Def-Con 4

January 28, 2012 5 Min Read

Review by: Fusion3600

Plot: What’s it about?

As the world goes about its usual business, the crew of the Nemesis Missile Station are in orbit around the planet, with nuclear weapons at their fingertips. The crew consists of two men and a woman, who are charged with keeping control over the onboard nuclear weapons and of course, being able to use them if and when that time should arise. Soon enough, the world below them explodes into World War III and this is one heck of a battle, to be sure. The population is decimated, nuclear war reaches full tilt, and when all is said & done, the world has been ravaged and turned into a massive wasteland. The Nemesis Missile Station remains above it all for some time, but eventually it begins to head back to the surface, but not in a normal landing pattern, not by any means. The device is set to crash land back on Earth and of course, this could mean bad news for the crew. But all three manage to survive the crash and once they land, they realize what a barren, dangerous place the world has become. The three were able to make it through a rough landing and stint in space, but will they be able to survive whatever is roaming this giant wasteland?
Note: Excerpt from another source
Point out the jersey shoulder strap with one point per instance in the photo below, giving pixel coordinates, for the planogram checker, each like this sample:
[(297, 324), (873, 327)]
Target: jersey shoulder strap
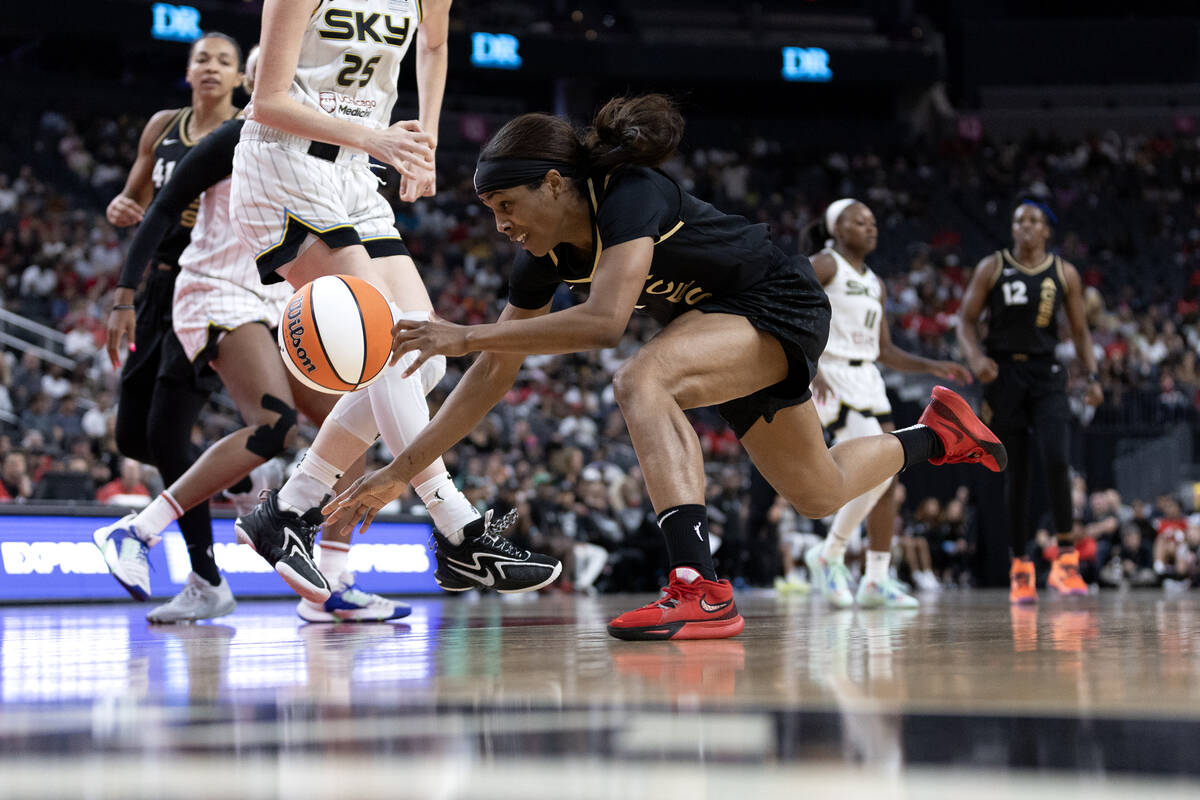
[(169, 126)]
This movie has a good premise, but lacks the budget to deliver on the promises, which left me disappointed. I’d seen this movie on cable a few times and wondered if some bits were cut for broadcast, but most of the film remained intact, which was a let down. I think a film like this can be made without massive special effects and such, but you have to have great writing and acting to do so, neither of which Def-Con 4 has. In truth, the writing here is pretty average and fails to live up to the premise, while the acting is downright vile at times, not too cool. The cast is a pretty unknown lot, but I suppose under the conditions, no major stars would take on the roles, which I can totally understand. I wanted to like Def-Con 4 to be sure, as I love a good “end of the world” flick, but this one just never takes off and seems tied down from the start, thanks to what looks to be a very limited budget. The acting is bad, the writing is average at best, and the production values don’t keep pace with the material, all of which leads me to dislike this picture. But if you’re a nut for these kind of movies, then give this a rental and judge for yourselves.

Video: How does it look?

Def-Con 4 is presented in a 1.85:1 anamorphic widescreen transfer. The image here isn’t reference level by any means, but I never expected Def-Con 4 to look this good. The print used has some flaws, but never to an extreme degree, although some scenes do show more grain than I’d like. Even so, the basic elements don’t suffer much and as such, I won’t complain too much about those small problems. The contrast is starker and more refined than expected, while colors remain bright, not as dated as I had counted on. This is a very solid treatment for this 1985 flick, which most studios would have just rushed out, if they released it at all, that is.

Audio: How does it sound?

The included mono track is dated and limited as you’d expect, but it gets the job done and that’s what counts here. The audio is a little thin at times, but as far as mono goes, I was pleased with how this option turned out. The various sound effects were clean and well placed, but held back due to the mono limits, though not to an extreme degree. I suppose a few scenes could use a surround sound boost, but I think this mono option is adequate, on the whole. No serious problems with the dialogue either, as the vocals come through in clean and always easy to understand fashion. This disc also includes English captions, should you need those.

Supplements: What are the extras?

This disc includes the film’s theatrical trailer.